All actor parameter classes inherit from BaseParams, which provides common functionality.

Parameter	Default	Type	Description
`verbose`	`True`	`bool`	Enable verbose logging output

Pipeline Configuration

The ForgeParams class configures the overall pipeline behavior and individual actor parameters.

Pipeline Parameters

Parameter	Default	Type	Description
`steps`	`['source', 'chembl', 'curate', 'tokens', 'distributions']`	`List[str]`	List of actor steps to execute in order
`return_none_on_fail`	`False`	`bool`	Return None instead of raising exception on failure
`output_root`	`"MOLFORGE_OUT"`	`str`	Root directory for output files
`write_output`	`True`	`bool`	Write pipeline output to disk
`write_checkpoints`	`False`	`bool`	Save intermediate results at each step
`console_log_level`	`'INFO'`	`str`	Console logging level ('DEBUG', 'INFO', 'WARNING', 'ERROR')
`file_log_level`	`'DEBUG'`	`str`	File logging level
`override_actor_params`	`True`	`bool`	Use pipeline-level params to override actor params

Actor Parameters

Each actor has a corresponding parameter class. Specify actor parameters using the {actor}_params attribute:

ForgeParams(
    steps=['source', 'chembl'],
    source_params=ChEMBLSourceParams(backend='sql'),
    chembl_params={'standard_type': 'IC50'}  # Can also use dict
)

Actor Reference

1. ChEMBLSource (`source`)

Retrieves bioactivity data from ChEMBL database. Supports SQL (local database) and API (web service) backends. SQL backend is significantly faster than API once downloaded (<1s vs. >30s per protein, depending on the target).

Shared Parameters

Parameter	Default	Type	Description
`backend`	`'sql'`	`'sql'` \| `'api'`	Data source backend
`n`	`1000`	`int`	Number of activity entries to retrieve per query (> 0)
`search_all`	`True`	`bool`	Fetch all entries instead of limiting to n

SQL Backend Parameters

Parameter	Default	Type	Description
`db_path`	`None`	`str` \| `None`	Path to local ChEMBL SQLite database
`version`	`'latest'`	`str` \| `int`	ChEMBL version (e.g., 36) or 'latest'
`auto_download`	`True`	`bool`	Automatically download database if not found
`download_dir`	`"./data/chembl"`	`str`	Directory to store downloaded database

API Backend Parameters

API backend currently uses only shared parameters.

Example

# SQL backend
source_params = ChEMBLSourceParams(
    backend='sql',
    version=36,
    auto_download=True
)

# API backend
source_params = ChEMBLSourceParams(
    backend='api',
    n=5000,
    search_all=False
)

2. ChEMBLCurator (`chembl`)

Curates ChEMBL bioactivity data with automatic type-driven behavior.

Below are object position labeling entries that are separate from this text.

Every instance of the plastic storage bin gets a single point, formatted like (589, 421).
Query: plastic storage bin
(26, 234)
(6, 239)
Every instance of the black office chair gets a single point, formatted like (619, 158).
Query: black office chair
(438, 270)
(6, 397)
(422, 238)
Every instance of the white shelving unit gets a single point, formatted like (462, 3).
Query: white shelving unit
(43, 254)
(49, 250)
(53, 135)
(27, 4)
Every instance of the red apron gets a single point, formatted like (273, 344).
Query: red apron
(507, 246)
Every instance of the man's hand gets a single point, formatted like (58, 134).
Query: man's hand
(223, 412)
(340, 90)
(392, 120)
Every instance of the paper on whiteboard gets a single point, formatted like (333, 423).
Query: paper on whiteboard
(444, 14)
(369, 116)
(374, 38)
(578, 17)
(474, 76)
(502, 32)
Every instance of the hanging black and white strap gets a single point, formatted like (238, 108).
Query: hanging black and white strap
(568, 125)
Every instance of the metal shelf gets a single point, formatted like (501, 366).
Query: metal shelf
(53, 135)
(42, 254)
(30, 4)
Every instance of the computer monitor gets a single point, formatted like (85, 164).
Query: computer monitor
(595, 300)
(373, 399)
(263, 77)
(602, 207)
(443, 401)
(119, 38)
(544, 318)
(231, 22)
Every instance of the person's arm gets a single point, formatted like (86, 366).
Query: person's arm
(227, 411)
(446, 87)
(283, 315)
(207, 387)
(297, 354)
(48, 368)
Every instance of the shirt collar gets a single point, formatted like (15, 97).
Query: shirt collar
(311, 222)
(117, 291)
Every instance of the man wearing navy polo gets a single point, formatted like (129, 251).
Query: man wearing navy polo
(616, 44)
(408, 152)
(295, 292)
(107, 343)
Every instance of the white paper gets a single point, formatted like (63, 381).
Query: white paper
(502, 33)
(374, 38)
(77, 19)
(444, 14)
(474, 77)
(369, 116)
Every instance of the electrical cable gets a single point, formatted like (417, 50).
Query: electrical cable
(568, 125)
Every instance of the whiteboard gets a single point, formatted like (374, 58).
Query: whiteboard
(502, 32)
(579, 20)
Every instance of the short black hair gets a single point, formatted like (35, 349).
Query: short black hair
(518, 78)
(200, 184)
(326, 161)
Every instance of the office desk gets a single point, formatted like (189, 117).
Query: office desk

Curation logic adapts based on standard_type category (potency, kinetic, ADMET, activity).

Core Parameters

Parameter	Default	Type	Description
`standard_type`	`'IC50'`	`str`	Measurement type (see supported types below)
`standard_units`	`None`	`str` \| `None`	Measurement units (auto-set from type if None)
`standard_relation`	`'='`	`'='` \| `'>'` \| `'<'` \| `'>='` \| `'<='` \| `'~'` \| `None`	Relation operator for measurements
`assay_type`	`'B'`	`'B'` \| `'F'` \| `'A'` \| `'T'`	Assay type (Binding, Functional, ADMET, Toxicity)
`target_organism`	`'Homo sapiens'`	`str`	Target organism for filtering
`assay_format`	`'protein'`	`str`	Assay system format (see options below), maps to BAO format and is mostly for readability

Quality Control Parameters

Parameter	Default	Type	Description
`top_n`	`5`	`int`	Number of top-ranked assays to consider per target
`mistakes_only`	`True`	`bool`	Only flag suspicious unit conversion errors
`error_margin`	`0.0001`	`float`	Tolerance for suspicious pair detection
`std_threshold`	`0.5`	`float`	Standard deviation threshold for filtering
`range_threshold`	`0.5`	`float`	Range threshold for filtering

Advanced Parameters

Parameter	Default	Type	Description
`mutant_regex`	`'mutant\|mutation\|variant'`	`str`	Regex pattern to identify mutant assays
`allosteric_regex`	`'allosteric'`	`str`	Regex pattern to identify allosteric assays
`C`	`1e9`	`float`	Conversion constant for molarity (auto-set from units). Only change if you desire non-standard unit conversion
`SMILES_column`	`'canonical_smiles'`	`str`	Column name for SMILES strings
`bao_format`	Auto-set	`str`	BioAssay Ontology format code (derived from assay_format)

Supported Standard Types

Potency (IC50, EC50, AC50, Ki, Kd, XC50) Kinetic (kon, k_off, koff, Kon, Koff) ADMET (Log BB, Log D, Log P, Clearance, T1/2, Solubility, Permeability, Caco-2, MDCK) Activity (Inhibition, Percent Effect, Activity, Potency)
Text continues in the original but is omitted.